To extend and secure the perimeter of the sector of the city he now occupied, Caesar ordered his small force to barricade the streets around it and block off entrances to buildings along the demarcation line. The industrious men of the 6th Legion quickly built a battering ram, which was suspended on a frame on wheels, and using this, they battered down internal walls to create building materials for their barricades and to establish clear lines of fire.
So rapid had the Egyptian assault been the previous day that few residents of the part of Alexandria now occupied by the Romans had time to flee. Most had been trapped inside the cordoned-off area with Caesar’s men. Now the locals encouraged the Roman occupiers and offered them assistance. Residents and Romans alike were in the same proverbial boat. Completely surrounded within the city of Alexandria, for the time being the civilians would have to rely on what supplies they had stockpiled and hope for a rapid end to hostilities.
Many legionaries of Caesar’s small force would have assessed their situation with furrowed brows. They were now cut off from the outside world, surrounded, and outnumbered more than five to one, with enough provisions to last perhaps a few weeks. No relief could be expected to come to them overland—not in time to save them from starvation, anyway. Supplies and reinforcements could only reach them by sea. Even that was a tricky proposition. Sure, Caesar had burned more than 110 Egyptian warships, meaning that the Romans’ own relief ships should be able to reach Alexandria without being intercepted by the Egyptian navy, which had been virtually eliminated overnight. And yes, Caesar had his own cruisers at anchor in the Great Harbor, and a contingent of his soldiers held the Pharos lighthouse. But how were the supplies to be gotten to the trapped men once they reached Alexandria? Egyptian troops now occupied the buildings between the Roman sector and the harbor.
When supplies did arrive, as Caesar assured his men they would, Caesar’s troops would have to make a drive from their lines down the streets to the harbor, under fire from the rooftops, to link up with the men landing with the supplies, and then run the gauntlet all the way back, carrying the supplies.

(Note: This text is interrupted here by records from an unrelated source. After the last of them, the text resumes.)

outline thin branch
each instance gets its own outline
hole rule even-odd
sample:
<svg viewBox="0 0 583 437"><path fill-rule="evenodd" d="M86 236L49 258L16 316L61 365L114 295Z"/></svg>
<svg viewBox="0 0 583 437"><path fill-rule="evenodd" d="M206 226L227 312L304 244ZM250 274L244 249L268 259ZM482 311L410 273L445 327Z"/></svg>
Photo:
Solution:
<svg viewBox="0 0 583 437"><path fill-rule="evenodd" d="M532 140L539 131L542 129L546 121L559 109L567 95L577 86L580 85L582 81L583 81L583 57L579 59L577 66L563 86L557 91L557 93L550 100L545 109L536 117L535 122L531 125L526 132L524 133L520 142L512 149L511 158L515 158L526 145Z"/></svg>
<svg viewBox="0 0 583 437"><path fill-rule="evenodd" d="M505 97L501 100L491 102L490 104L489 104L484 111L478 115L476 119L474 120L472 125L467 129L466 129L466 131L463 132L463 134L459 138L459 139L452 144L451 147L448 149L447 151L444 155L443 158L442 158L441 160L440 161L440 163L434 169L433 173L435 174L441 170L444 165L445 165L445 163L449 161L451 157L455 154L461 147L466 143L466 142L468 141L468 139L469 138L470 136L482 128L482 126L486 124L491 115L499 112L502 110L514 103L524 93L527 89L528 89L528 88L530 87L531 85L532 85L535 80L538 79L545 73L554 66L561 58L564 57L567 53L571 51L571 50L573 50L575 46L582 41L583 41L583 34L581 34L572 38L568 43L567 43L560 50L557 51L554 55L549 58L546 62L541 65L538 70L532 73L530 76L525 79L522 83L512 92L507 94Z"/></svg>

The old hands of the 6th seem to have been reasonably pragmatic about their situation. But already there were rumblings of revolt among the ranks of the young Italians of the 28th Legion. Pessimists among them would have been spouting the old Roman proverb “Bad beginnings have bad endings” as they began to openly question the wisdom of trying to hold this corner of the Egyptian capital. They pointed out that they had ships in the harbor. Why couldn’t they simply break out from their current position, reach the ships, and sail away from this damnable place?